Apple Cinnamon Scrolls
Updated: Apr 10, 2022
If you like scrolls, you are going to love this apple cinnamon scrolls with home made salted caramel. This recipe consist of a Tang Zhong based bread that is perfect to yield a soft and fluffy texture that does not go dry overnight. Super simple to make and you can prepare, bake and enjoy them all in one day!
Try them out and let me know what you think 😄~!
YIELD: 9 x Cinnabuns
Baking Pan: 200mm deep square baking tin
Preparation time: 2 hours 30 minutes
Baking time: 20 -30 minutes
Bulk Proofing: 1 -2 hours
Final Proofing - 30 minutes -1 hour
100 g whole milk
25 g Bread Flour
360g Bread Flour
7 g Fine Salt
25g Castor Sugar/ Granulated Sugar
8g Instant Yeast
60 g Unsalted butter, softened
50 g Whole Egg - 1 medium egg
160 g Full Cream Milk - cold
APPLE PIE FILLING
1 Small granny smith green apple
1 Small Royal Gala red Apple
30g Unsalted Butter
80g Brown Sugar
½ tsp Ground cinnamon
BROWN SUGAR CINNAMON FILLING
180g Unsalted Butter
50g Light Brown Sugar
2 tbsp Cinnamon Powder
1/2 tsp Fine Salt
200g Caster Sugar
90g Unsalted salted butter, room temperature cut up into 6 pieces
120ml Cream 35% Fat
1 tsp Sea Salt Flakes
50 g Boiling water
80 g Caster Sugar
FOR THE SALTED CARAMEL SAUCE
1. Heat the cream in a microwave until it starts to boil.
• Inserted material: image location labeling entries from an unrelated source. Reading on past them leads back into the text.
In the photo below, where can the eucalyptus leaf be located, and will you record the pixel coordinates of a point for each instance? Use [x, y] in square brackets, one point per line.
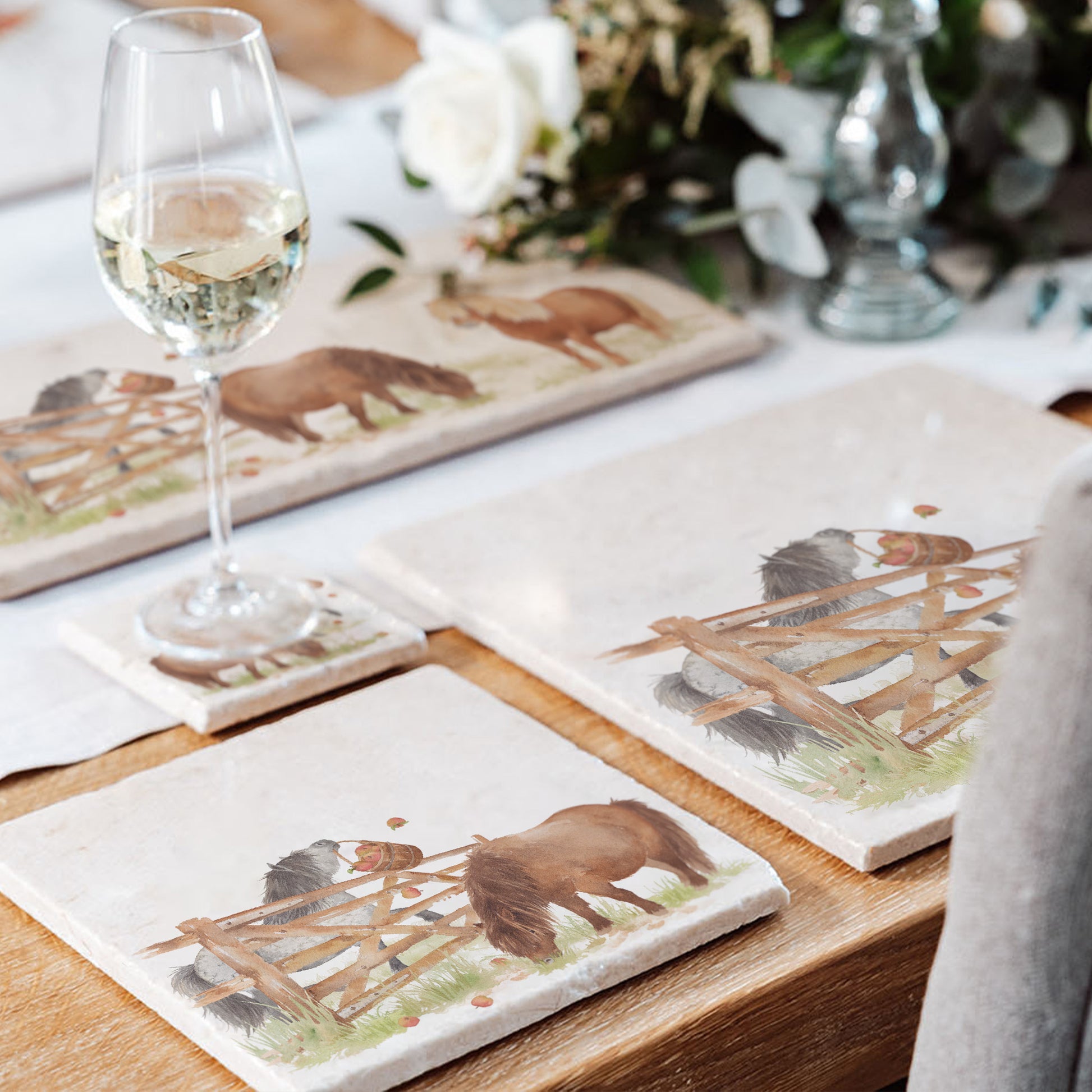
[1019, 186]
[369, 282]
[1048, 293]
[704, 271]
[380, 235]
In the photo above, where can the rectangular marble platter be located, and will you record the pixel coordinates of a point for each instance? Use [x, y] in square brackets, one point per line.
[420, 769]
[101, 456]
[561, 576]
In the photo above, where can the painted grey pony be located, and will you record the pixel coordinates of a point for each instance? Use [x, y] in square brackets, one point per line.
[826, 559]
[301, 871]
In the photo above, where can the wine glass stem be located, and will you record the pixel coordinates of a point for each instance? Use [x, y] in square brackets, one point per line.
[224, 568]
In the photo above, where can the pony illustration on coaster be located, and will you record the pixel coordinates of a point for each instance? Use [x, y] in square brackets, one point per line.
[404, 932]
[778, 678]
[563, 316]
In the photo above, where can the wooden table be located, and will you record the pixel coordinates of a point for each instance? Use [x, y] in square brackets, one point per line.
[824, 995]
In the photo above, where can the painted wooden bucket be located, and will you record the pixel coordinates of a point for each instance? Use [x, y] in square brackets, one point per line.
[386, 857]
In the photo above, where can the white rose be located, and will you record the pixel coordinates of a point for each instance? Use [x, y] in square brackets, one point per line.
[1004, 19]
[473, 111]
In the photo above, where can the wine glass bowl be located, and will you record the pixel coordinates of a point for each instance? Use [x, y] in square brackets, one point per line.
[201, 231]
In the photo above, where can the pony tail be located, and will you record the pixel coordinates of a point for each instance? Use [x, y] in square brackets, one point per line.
[648, 313]
[677, 840]
[512, 908]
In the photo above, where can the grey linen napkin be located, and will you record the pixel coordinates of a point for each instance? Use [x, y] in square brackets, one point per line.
[1007, 1006]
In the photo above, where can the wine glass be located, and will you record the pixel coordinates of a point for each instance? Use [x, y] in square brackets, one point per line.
[201, 230]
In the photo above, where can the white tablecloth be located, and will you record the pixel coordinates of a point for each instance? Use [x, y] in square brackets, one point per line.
[55, 709]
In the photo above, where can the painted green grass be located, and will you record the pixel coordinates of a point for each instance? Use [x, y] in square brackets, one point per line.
[866, 778]
[339, 650]
[23, 520]
[467, 973]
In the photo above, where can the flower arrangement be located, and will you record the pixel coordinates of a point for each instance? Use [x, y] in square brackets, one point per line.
[635, 129]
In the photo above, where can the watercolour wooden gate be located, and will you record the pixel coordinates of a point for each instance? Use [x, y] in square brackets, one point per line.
[236, 938]
[66, 457]
[737, 643]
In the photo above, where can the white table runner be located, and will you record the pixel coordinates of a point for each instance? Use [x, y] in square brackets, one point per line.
[55, 710]
[51, 78]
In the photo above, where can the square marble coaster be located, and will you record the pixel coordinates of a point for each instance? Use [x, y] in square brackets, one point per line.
[353, 640]
[561, 576]
[425, 769]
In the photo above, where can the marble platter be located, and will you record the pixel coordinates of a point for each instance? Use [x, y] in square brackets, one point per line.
[562, 576]
[423, 764]
[101, 451]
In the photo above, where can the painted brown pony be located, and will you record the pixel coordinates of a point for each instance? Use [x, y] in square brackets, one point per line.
[511, 882]
[274, 398]
[567, 315]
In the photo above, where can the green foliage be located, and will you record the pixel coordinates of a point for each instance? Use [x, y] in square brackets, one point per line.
[653, 117]
[703, 270]
[369, 282]
[380, 235]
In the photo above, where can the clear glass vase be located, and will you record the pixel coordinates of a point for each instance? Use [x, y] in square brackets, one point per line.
[889, 159]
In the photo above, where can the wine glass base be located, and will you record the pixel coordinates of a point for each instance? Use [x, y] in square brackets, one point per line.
[198, 620]
[884, 292]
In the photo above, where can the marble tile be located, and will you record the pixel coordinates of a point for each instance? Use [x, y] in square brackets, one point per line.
[557, 577]
[389, 382]
[421, 766]
[353, 640]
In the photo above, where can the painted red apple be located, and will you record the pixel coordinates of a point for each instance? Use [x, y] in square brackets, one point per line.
[967, 591]
[898, 549]
[369, 856]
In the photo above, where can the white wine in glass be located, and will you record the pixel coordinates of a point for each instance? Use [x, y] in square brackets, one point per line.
[201, 232]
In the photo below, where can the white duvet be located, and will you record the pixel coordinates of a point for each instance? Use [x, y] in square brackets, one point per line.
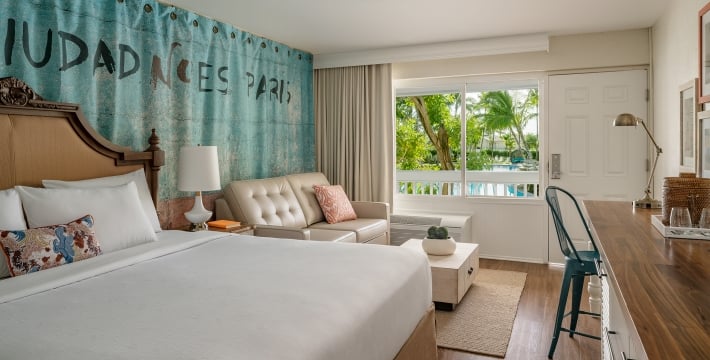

Alternatively you can boil the cream in a small saucepan. Keep hot and set aside.
2. In a separate saucepan, heat the sugar over medium heat while stirring it gently. Do not vigorously mix the sugar too much or this can cause to sugar to crystalize.
3. Once the sugar has fully melted, turn the heat off, then add in the room temperature butter. Gradually stream in the hot cream and whisk until well incorporated.
4. Turn on the heat again on low and continue to cook the caramel while gently whisking for 1 minute. This will thicken the caramel slightly upon cooling. If you want a really liquid caramel, you can skip the extra cooking step.
5. Transfer the caramel into a sterilized jar and reserve.
Note: The caramel can keep in a clean jar in the fridge for up to 3 weeks.
FOR THE APPLE FILLING
1. Squeeze the lemon juice into a bowl and add in 2 tablespoon of cold water.
2. Peel and core the apples. Dice the apples to approximately 1 cm cubes then toss them into the lemon water.
3. In a skillet or a saucepan, melt the butter over low to medium heat. Add in the apples, sugar and cinnamon and cook while stirring constantly until the apples are just tender. The cooking time will take only 3 to 5 minutes. Do not overcook the apples. You do not want the apples to become mushy.